In effetti, ora che cerco di buttare giù queste righe, capisco che la mia strada l’ho capita già a scuola, precisamente alle medie. Avevo una compagna di classe che si trascurava e non capivo il perché.  Portava occhiali pesanti, i capelli sempre in disordine, la carnagione opaca, vestita in modo casuale, ma io le ero amica e non volevo che passasse inosservata solo per un aspetto esteriore. Parlando e facendo lunghe passeggiate mi piaceva ascoltare come si sentiva e perché si trascurasse così. Poi, dato che a me piaceva molto essere curata, le svelai un paio di trucchetti.. Alla fine dell’anno scolastico era un’altra persona, bella, solare, divertente e sopratutto felice. Ho capito cosa avrei fatto da grande, per dire che le vocazioni non si scelgono, vengono da sé e quando meno te lo aspetti, ma ovviamente ero molto giovane, il cuore parla, parla, parla e tu devi solo imparare ad ascoltarlo attentamente.

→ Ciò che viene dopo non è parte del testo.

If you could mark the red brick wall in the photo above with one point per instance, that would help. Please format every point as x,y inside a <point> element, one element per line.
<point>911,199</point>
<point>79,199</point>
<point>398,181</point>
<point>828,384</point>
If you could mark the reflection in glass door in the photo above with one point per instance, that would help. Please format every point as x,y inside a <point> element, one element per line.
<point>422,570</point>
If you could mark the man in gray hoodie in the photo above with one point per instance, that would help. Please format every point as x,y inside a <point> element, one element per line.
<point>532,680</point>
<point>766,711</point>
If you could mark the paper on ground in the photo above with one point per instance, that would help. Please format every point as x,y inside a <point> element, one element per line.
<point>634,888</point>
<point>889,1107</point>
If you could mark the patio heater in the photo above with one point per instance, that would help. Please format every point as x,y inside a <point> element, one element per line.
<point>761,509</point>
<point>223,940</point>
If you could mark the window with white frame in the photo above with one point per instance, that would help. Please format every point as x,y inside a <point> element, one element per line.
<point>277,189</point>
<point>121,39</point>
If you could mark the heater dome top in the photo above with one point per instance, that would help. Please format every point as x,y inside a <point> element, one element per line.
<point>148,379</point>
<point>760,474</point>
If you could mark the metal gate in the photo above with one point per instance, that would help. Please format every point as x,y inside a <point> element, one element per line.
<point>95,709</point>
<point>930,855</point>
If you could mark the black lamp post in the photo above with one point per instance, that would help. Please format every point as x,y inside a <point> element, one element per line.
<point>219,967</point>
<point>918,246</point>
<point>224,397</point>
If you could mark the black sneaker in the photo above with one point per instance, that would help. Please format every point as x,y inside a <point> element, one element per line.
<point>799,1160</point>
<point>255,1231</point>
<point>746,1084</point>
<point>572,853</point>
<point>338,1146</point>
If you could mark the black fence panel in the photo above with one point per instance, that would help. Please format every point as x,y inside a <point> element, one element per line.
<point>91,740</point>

La svolta a questa mia predisposizione per l’estetica, dovuta sopratutto al benessere interiore, avviene il giorno in cui, da alunna di una scuola professionale per estetiste, mi sono confrontata con un gruppo di medici. Ho capito fin da subito che loro si sentivano molto più importanti di noi e che ci consideravano poco più che delle “strappapeli”. L’ho preso come stimolo per migliorare sempre di più e ho deciso di iscrivermi a un corso parauniversitario di dermatologia, dove ho avuto come docente proprio uno di loro, ironia della sorte!
Questo per spiegarvi che il mio approccio è “globale” agli inestetismi, la propensione a coglierne le ragioni profonde come capire che l’origine di un acne può avere varie cause, mentre la medicina pensa di risolvere tutto con un antinfiammatorio. Per non fermarmi mai ho seguito anche un corso di Mental coach, perché penso che una persona che frequenta un centro benessere, anche con tutta la costanza di questo mondo ma non sta bene con se stessa, diventa tutto inutile. Nasce così Nirvana, un nome che si collega all’idea dello “star bene”.
Il mio compito all’interno del centro è quello di capire e consigliare i trattamenti migliori per ogni singola persona e dopo 34 anni di lavoro, anche solo facendo una ceretta a mezza gamba, posso accorgermi di quello che non va e cerco di far uscire il problema; in un primo momento guidando in un percorso di benessere e successivamente indirizzando agli specialisti. Prima di tutto stare bene con sè stessi è fondamentale.
Voglio condividere con voi l’incontro a Milano con Alda Merini che mi ha insegnato cosa significa veramente essere liberi. In quel periodo leggevo le sue poesie, mi sono avvicinata e le ho chiesto come si impara a essere liberi? E lei mi ha risposto: guardati negli occhi, sei già libera, perché sei venuta al mio tavolo, senza conoscermi.
Scegli per te stessa il vero benessere.